The piece described his middle period as a time during which he "was scraping by acting in dreck like Dennis Rodman vehicle DOUBLE TEAM" -- implying that Rourke was slumming big-time. That's okay as an oversimplification, maybe, but it does little justice to his surprisingly excellent mid-90s tough-and-gritty crime film, BULLET.
Maybe BULLET is easily overlooked because inadequate thesp Tupac features so prominently in the campaign for the film, when in fact Rourke is the lead -- and future Oscar winner Adrien Brody has the next largest role (to say nothing of Ted "Buffalo Bill" Levine as another one of his memorable big-screen weirdos). I'm sure most people who spy the DVD cover artwork never bother with the movie itself; I'm guessing Yahoo's Rourke essayist sure didn't (and come to think of it, I'm not sure why I first watched it either -- unless it was because I had learned that the best '90s crime films are sometimes the biggest box-office failures; Barbet Schroeder's KISS OF DEATH remake is an excellent slice of underworld and would probably have been re-discovered by now, if not for David Caruso's current state of self-parody on CSI MIAMI).

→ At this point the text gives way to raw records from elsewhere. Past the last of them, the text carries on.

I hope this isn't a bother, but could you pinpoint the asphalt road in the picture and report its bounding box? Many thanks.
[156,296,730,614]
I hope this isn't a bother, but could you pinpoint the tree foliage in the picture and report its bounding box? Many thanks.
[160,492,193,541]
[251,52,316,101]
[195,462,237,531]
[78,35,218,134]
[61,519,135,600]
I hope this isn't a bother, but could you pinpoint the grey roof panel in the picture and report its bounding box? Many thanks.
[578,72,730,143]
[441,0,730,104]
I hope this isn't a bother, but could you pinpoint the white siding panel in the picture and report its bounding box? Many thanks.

So what makes BULLET such a great low-budget crimer?
Besides having great production values and performances (especially for what basically ended up being a direct-to-video product), and some shocking violence (switchblade through the eye socket, anyone?), the film has a nice urban (and druggy) grittiness, thanks to director Julien Temple, who's primarily known for music videos.
Some, ahem, eye-opening violence.
More intererstingly, the film has some unique variations on the typical street-level crime-movie characters: Rourke's badass Bullet character happens to be sexually impotent, his right-hand man is a repressed homosexual of the CheesyMacho variety and one of his brothers has been rendered both a expert killer and a dirty-underweared social misfit by his traumatic time in the service.

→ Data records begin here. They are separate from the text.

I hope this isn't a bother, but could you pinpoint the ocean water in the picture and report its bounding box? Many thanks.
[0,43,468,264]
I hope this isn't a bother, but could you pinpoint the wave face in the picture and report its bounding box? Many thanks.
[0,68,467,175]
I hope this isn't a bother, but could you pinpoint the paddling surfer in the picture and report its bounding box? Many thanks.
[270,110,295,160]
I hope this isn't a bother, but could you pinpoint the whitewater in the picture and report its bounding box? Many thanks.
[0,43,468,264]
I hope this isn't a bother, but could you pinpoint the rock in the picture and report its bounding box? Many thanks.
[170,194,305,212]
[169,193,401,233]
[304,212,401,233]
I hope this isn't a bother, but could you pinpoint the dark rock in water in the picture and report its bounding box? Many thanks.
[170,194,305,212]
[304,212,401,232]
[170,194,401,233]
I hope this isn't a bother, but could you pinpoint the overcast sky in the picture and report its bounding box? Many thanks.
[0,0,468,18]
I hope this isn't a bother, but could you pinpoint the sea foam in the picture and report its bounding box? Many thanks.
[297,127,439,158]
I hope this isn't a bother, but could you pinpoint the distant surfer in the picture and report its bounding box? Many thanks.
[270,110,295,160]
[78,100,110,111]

But these realistically quirky characters never strain to be "movie quirky" -- unlike the giant wave of poor PULP FICTION imitators (2 DAYS IN THE VALLEY, THINGS TO DO IN DENVER...) being made during the mid-90s. (This crappy subgenre, which also contains THURSDAY and the criminally overrated gimmick movie THE USUAL SUSPECTS, sadly accounts for the bulk of American crime cinema in the '90s.)
Also interesting about BULLET is its glimpse into the lives of Jewish hoodlums; cinema has fixated so unswervingly on Italian-American crime that when a BULLET or a PLOT AGAINST HARRY comes along, it gives these films some real identity (Roruke co-wrote the screenplay -- pseudonymously as "Sir Eddie Cook" -- with a Bruce Rubenstein).

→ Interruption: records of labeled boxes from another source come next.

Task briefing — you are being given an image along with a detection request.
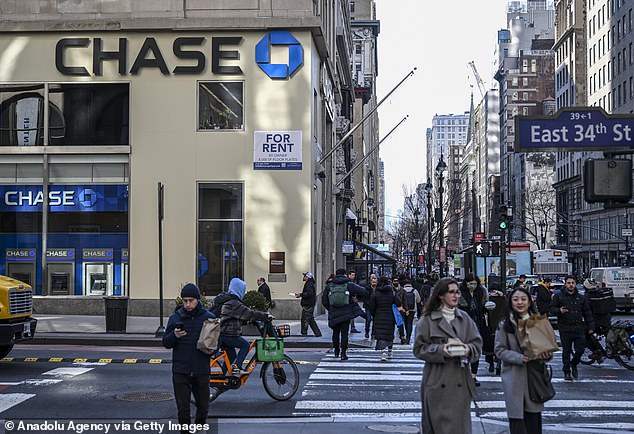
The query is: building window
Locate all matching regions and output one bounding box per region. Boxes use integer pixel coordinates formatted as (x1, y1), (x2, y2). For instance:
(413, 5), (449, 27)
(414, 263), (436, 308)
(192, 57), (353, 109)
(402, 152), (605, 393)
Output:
(0, 83), (130, 146)
(198, 81), (244, 131)
(196, 183), (244, 296)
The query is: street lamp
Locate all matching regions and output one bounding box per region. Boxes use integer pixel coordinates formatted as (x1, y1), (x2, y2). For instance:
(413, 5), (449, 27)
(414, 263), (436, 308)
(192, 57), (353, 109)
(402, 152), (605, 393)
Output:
(436, 153), (447, 277)
(425, 178), (434, 275)
(539, 220), (546, 249)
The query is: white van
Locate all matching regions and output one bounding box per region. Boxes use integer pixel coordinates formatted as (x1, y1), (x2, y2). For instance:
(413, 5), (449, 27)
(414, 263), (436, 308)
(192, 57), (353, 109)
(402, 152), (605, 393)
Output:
(590, 267), (634, 312)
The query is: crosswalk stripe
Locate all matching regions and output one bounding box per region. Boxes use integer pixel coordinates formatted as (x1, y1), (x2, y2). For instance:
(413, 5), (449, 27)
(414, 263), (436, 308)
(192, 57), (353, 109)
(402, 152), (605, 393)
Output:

Any guess as to Bullet's cultural background?
In addition to his acting and writing contributions to the film, Rourke also handled music supervision, and the multiple uses of the Barry White song "Never, Never Gonna Give You Up" also lends the film some individual personality. I'm not sure why more movies with a popular-music soundtrack don't do this: use a song repeatedly until it becomes the movie's unofficial theme. Excellent stuff.Question: Former lightweight fighter Ray "Boom Boom" Mancini has a small role in BULLET as a cop (Mancini has had a slight-but-steady acting career since his days in the ring). Did he and Rourke know each other from the boxing world? Dunno. Anyone?